I’ve been thinking a lot lately about criticism. It’s everywhere. There’s a huge amount of it on the Internet, and then there are TV shows such as Iron Chef, American Idol, the endless variety of reality shows, news commentators arguing and attacking each other, candidates on the political trail, and on and on, all of which foster, encourage, and perpetuate it.
There’s no doubt that it’s in the air. But is it right? Is it Christian?
You might be thinking: “What’s wrong with criticism? How else can we tell what’s right, or good, from what’s wrong and what’s to be avoided, denied, or condemned?” Or you might cite the Master Christian, Jesus, and all of those that he apparently criticized such as the money changers in the Temple, or the Pharisees and Sadducees—the religious authorities of his time and culture.
But there is another way—spiritual discernment.
The differences between criticism and spiritual discernment are as distinct as night and day.
Being critical of others is actually finding fault with them. It’s personal at its core. It’s a “me versus them” mentality. And it’s one that always brings about destruction in some form. Ultimately, it seeks to injure the other individual while trying to bolster our own position—a position that, if we’re honest, is often founded on sand instead of on rock.
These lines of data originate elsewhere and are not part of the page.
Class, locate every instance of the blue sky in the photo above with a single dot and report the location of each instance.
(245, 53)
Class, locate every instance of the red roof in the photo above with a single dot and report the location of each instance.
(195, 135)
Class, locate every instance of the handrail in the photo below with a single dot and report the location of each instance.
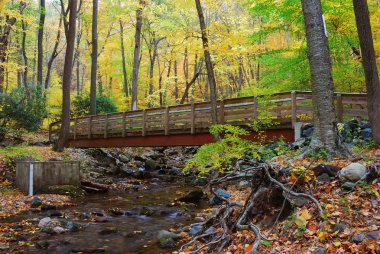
(287, 108)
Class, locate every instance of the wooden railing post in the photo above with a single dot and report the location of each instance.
(222, 120)
(192, 118)
(339, 107)
(75, 128)
(124, 124)
(143, 131)
(167, 121)
(106, 127)
(256, 107)
(90, 127)
(294, 108)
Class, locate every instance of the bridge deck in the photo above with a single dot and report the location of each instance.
(188, 124)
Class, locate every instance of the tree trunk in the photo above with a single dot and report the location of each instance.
(4, 40)
(369, 64)
(40, 53)
(125, 83)
(136, 56)
(94, 57)
(209, 65)
(176, 89)
(67, 74)
(325, 132)
(24, 56)
(54, 54)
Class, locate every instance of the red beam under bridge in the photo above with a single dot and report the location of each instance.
(171, 140)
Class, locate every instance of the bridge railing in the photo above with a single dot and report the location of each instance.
(285, 108)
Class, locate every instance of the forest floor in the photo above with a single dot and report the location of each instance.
(351, 221)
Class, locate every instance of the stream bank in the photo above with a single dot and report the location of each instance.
(143, 187)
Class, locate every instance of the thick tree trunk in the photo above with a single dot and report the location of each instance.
(54, 54)
(136, 56)
(209, 65)
(94, 57)
(325, 132)
(176, 89)
(40, 56)
(369, 64)
(77, 54)
(125, 83)
(24, 56)
(67, 74)
(4, 40)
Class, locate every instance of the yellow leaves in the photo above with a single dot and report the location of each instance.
(322, 235)
(302, 217)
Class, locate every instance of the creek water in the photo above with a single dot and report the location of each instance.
(132, 232)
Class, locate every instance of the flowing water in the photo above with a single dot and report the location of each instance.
(135, 233)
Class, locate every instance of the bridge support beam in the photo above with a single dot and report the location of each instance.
(170, 140)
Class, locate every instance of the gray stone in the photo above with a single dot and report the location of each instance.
(374, 235)
(348, 186)
(45, 222)
(192, 197)
(164, 234)
(54, 213)
(339, 227)
(36, 202)
(195, 230)
(59, 230)
(297, 201)
(45, 207)
(352, 173)
(319, 251)
(210, 230)
(125, 158)
(243, 184)
(167, 243)
(108, 231)
(367, 134)
(358, 238)
(73, 226)
(151, 165)
(220, 192)
(324, 178)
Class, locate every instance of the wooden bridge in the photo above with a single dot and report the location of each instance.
(188, 124)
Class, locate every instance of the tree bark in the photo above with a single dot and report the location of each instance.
(136, 56)
(4, 41)
(125, 83)
(363, 24)
(94, 57)
(40, 54)
(209, 65)
(67, 74)
(176, 89)
(325, 132)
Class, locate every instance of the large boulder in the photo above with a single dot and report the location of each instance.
(352, 173)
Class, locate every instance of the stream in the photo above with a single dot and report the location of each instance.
(131, 232)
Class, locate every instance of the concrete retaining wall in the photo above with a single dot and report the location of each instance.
(47, 174)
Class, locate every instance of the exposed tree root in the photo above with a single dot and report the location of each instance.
(236, 215)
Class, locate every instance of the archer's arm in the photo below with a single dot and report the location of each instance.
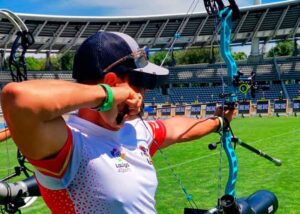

If we need that kind of bolstering, we should probably be turning that spotlight of inspection on our own lives to see what needs to be corrected.
Spiritual discernment, on the other hand, helps us to see with our God-given spiritual vision that which is actually true and real, and by comparison what is false and unreal. We look at our fellow man and woman as God made them—perfect, whole, and indestructible—rather than seeing the false mortal view filled with faults and shortcomings. We also begin to see ourselves from the same elevated vantage point.
Contrary to criticism, spiritual discernment aids us in fulfilling the requirements of the Two Great Commandments of Christianity: Love for God, and love for our neighbor. We are honoring God’s creation for what it really is by seeing it as God actually made it—entirely spiritual, good, and complete. And we’re loving our neighbor as we want to be loved—divinely. In each case, we are helping to bring about healing by seeing the true picture.
So did Jesus really criticize? I don’t think so. His rebuke was always impersonal and spiritual. He condemned the action, behavior, rigidity, materiality, and anti-spirituality that were being exhibited by those individuals—not to harm them, but to save them from their sins and diseases. His motive was to bless, not to injure.
When writing about Jesus’ rebuke, Mary Baker Eddy stated (Science and Health, p. 30):
As the individual ideal of Truth, Christ Jesus came to rebuke rabbinical error and all sin, sickness, and death, — to point out the way of Truth and Life.
And later on p. 94, referring to the Master’s thought:
The effect of his Mind was always to heal and to save…
Many years ago, when I was relatively new to studying Christian Science, an experienced Christian Scientist told me that the act of engaging in criticism was in fact an admission to ourselves that we had failed to see the Christ in another individual. Sobering words to say the least! It was what I needed to hear at that time and something that I find I need to remind myself of to make sure that I’m using spiritual discernment rather than personal criticism to safely navigate the waters and shoals of daily life.
So, in the midst of what seems to be an atmosphere of incessant criticism and the temptation to criticize—because that’s what it surely is—I’ve found it really helpful to pull back, to be quiet, to use my God-endowed spiritual discernment and listen to what the “still small voice” is revealing about what is actually true and right. It always reminds me to recognize that I—we—are all really planted in the realm of Spirit—in the kingdom of God. And it always uplifts and blesses.